AlexeyAB / darknet

YOLOv4 / Scaled-YOLOv4 / YOLO - Neural Networks for Object Detection (Windows and Linux version of Darknet )
http://pjreddie.com/darknet/
Other
21.75k stars 7.96k forks source link

The average loss is large even at iteration 13700 or above, why? #6113

Open huizhang2017 opened 4 years ago

huizhang2017 commented 4 years ago

Hi, everyone, I have a problem when I train my own data. Even I have trained for about 13708 iterations, the average loss is still about 30 to 40. When the iteration is about 2000, the average loss is at the same level, so it did not decrease after the iteration 2000, why? Is there anyone meet with the same problem?

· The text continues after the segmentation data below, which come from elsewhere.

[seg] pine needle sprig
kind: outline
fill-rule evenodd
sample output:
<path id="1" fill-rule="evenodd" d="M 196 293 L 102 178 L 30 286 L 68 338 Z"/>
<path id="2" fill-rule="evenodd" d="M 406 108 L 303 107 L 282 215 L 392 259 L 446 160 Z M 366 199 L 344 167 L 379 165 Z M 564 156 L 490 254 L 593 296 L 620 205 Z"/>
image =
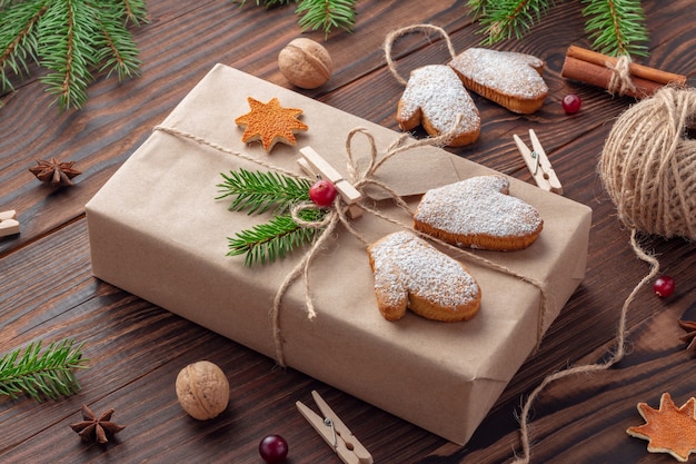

According to the training info outputed below, you will find the total loss is sometimes small , such as about 1.4, sometimes large such as 1484 or 3282, this is caused by the large class_loss or iou_loss. Could anyone explain this strange behavior during training? How should I fix it? Thanks.

I have another question: "13708: 39.763336, 37.974380 avg loss, 0.002000 rate, 25.004000 seconds, 1096640 images" There are two avg loss? The first avg loss(39.763336) is valid loss? The second avg loss (37.974380) is the training loss? Do I understand right?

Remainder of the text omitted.